The Chinese delight in festivals and spectacular effects, in which they give proof of organizing capacity. A very striking festival was that in honour of a son of the god of war, held at Macao every tenth year in the intercalary moon. It was a guild procession—watchmakers, tailors, shoemakers, etc. Each guild had carried before it a great triangular, richly embroidered banner, also an umbrella of honour. Many had also a long piece of embroidery carried horizontally on poles. There were ornamental chairs of the usual type, some withofferings to the gods, some with wooden drums. Each guild had its band; some string bands, some reeds and gongs, some Chinese viols and mandolins, the latter being frequently played while held over the head or resting on the back of the neck. Each guild marched two and two behind the band, the members being dressed in mauve silk coats and broad red or yellow sash tied round the waist with richly embroidered ends down each leg. The watchmakers' guild all carried watches on the right breast. Children, richly dressed in mediæval costume, were mounted on caparisoned ponies, and some guilds had cars on which were allegorical groups of children. In some cases, by an ingenious arrangement of an iron frame, a child held a sword at length which, apparently, pierced another child through back and breast. The variety of these groups was very great. From time to time the procession stopped, and then the children were taken down for a rest, the iron frames being disconnected from their easily detachable sockets. In the meantime each group was attended by men who held umbrellas over the children to protect them from the sun.

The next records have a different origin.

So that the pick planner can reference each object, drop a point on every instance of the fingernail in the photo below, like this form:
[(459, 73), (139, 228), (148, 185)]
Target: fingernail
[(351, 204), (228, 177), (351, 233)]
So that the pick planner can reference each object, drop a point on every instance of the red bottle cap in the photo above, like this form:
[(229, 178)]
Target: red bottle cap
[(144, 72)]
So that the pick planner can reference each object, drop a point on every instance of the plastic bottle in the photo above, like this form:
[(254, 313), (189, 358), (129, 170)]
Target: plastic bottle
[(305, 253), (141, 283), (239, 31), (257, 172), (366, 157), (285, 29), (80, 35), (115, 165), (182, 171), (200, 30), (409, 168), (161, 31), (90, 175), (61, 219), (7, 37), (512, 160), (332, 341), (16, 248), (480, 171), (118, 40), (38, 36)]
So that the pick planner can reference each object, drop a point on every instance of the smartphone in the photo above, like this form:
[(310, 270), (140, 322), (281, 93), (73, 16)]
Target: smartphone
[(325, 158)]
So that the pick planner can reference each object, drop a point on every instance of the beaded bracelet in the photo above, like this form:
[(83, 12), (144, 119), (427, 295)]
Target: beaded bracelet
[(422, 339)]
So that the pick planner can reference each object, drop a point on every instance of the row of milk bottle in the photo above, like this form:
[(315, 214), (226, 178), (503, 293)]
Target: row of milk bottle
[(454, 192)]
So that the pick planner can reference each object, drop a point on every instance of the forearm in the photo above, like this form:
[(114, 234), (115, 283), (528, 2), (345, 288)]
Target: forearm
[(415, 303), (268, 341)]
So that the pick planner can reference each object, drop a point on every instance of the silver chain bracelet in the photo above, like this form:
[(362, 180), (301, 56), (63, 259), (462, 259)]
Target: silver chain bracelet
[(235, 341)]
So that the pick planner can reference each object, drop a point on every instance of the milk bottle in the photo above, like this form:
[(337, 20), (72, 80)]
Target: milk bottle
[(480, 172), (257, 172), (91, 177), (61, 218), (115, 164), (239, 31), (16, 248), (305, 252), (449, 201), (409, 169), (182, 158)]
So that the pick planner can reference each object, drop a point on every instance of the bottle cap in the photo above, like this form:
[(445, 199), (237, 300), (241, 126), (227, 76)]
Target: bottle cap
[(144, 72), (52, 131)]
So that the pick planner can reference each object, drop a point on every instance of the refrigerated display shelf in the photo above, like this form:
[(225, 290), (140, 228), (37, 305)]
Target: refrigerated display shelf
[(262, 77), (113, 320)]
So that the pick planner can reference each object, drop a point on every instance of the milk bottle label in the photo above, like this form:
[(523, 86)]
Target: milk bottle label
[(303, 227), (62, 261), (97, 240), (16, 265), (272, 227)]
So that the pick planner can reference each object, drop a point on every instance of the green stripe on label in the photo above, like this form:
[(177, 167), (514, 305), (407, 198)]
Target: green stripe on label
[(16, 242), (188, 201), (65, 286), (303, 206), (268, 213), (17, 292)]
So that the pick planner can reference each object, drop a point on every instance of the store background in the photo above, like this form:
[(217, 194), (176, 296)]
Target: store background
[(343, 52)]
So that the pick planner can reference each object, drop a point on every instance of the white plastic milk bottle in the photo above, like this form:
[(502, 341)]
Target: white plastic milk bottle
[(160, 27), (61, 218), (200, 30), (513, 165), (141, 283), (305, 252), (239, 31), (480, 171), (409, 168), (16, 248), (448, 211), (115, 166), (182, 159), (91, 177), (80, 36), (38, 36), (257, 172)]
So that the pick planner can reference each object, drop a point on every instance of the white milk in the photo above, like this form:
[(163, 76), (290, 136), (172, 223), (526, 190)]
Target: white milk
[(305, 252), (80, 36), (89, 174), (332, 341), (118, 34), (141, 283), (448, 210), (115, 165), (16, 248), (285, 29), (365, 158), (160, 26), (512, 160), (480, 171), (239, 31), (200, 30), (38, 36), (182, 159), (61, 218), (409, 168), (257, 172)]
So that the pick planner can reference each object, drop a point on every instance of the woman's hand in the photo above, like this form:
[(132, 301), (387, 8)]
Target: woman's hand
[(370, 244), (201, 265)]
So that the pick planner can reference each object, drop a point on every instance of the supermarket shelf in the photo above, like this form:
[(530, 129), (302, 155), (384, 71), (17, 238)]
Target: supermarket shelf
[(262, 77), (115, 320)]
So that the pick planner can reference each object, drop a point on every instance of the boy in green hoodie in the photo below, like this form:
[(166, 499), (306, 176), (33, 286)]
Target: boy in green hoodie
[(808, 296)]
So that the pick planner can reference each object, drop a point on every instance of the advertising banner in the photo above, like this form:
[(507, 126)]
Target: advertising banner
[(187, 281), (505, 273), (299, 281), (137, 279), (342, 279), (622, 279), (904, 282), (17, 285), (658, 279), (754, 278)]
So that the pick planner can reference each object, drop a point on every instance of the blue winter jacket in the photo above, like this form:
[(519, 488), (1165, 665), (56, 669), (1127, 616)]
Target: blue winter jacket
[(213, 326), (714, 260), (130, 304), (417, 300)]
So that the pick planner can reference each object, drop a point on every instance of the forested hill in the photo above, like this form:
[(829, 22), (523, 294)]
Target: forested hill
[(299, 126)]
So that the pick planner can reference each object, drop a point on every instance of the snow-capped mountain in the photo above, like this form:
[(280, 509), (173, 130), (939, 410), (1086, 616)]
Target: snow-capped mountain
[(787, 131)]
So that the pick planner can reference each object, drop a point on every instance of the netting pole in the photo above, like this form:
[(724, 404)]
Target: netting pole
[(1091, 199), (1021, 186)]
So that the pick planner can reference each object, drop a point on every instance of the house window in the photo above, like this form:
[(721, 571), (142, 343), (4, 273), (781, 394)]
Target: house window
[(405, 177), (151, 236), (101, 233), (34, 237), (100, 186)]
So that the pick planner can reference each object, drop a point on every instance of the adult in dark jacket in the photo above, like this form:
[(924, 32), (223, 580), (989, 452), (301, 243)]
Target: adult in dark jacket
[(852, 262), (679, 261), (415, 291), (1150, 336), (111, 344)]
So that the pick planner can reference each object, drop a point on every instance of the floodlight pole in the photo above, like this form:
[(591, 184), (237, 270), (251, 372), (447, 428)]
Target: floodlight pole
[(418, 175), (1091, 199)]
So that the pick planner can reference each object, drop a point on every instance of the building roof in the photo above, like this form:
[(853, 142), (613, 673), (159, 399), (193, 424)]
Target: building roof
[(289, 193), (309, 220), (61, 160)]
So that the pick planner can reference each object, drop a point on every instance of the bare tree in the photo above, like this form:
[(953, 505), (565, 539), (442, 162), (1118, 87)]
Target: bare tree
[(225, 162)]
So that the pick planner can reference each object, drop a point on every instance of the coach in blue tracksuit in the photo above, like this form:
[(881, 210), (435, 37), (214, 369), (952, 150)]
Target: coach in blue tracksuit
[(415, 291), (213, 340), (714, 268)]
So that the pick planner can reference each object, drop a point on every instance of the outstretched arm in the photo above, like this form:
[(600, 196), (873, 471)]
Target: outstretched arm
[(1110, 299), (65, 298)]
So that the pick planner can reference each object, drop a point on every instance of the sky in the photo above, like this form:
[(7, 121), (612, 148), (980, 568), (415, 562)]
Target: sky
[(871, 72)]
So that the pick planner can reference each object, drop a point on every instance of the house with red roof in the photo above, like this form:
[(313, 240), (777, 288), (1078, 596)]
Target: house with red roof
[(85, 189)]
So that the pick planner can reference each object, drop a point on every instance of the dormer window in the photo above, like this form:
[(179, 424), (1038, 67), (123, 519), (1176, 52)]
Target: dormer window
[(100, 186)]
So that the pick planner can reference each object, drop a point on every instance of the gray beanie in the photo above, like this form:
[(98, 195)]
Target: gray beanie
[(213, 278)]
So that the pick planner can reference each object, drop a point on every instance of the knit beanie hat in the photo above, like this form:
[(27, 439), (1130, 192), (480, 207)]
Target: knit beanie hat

Each guild had its attendant coolies carrying stools, and when the procession stopped the members at once sat down, starting up at once on the sound of a gong that regulated the halting and starting, when the stools were taken up by the coolies.

A TEMPLE.

A TEMPLE.

The procession finished with a dragon carried by twenty-six men. It was a hundred and forty feet long, the back of green and silver scales, the sides being stripes of red, green, pink, and yellow silk. This dragon was preceded by a man, who danced before it with a large ball representing the moon. At this the dragon made dashes from one side of the street to the other, but was staved off by another, who carried a ball surrounded by gilt rays. This probably represented the sun saving the moon from being swallowed by the dragon, as is supposed to take place in an eclipse. The dragon went along the street with sinuous rushes from side to side. Where there was room it wound round and round, but uncoiled on the touch upon its tail of the gilt ball with the golden rays. The procession took an hour and a half to pass a given point. The most perfect order prevailed, the crowd keeping a clear space. At the finish each guild went to its own district, and the decorations were carefully stowed away for future use.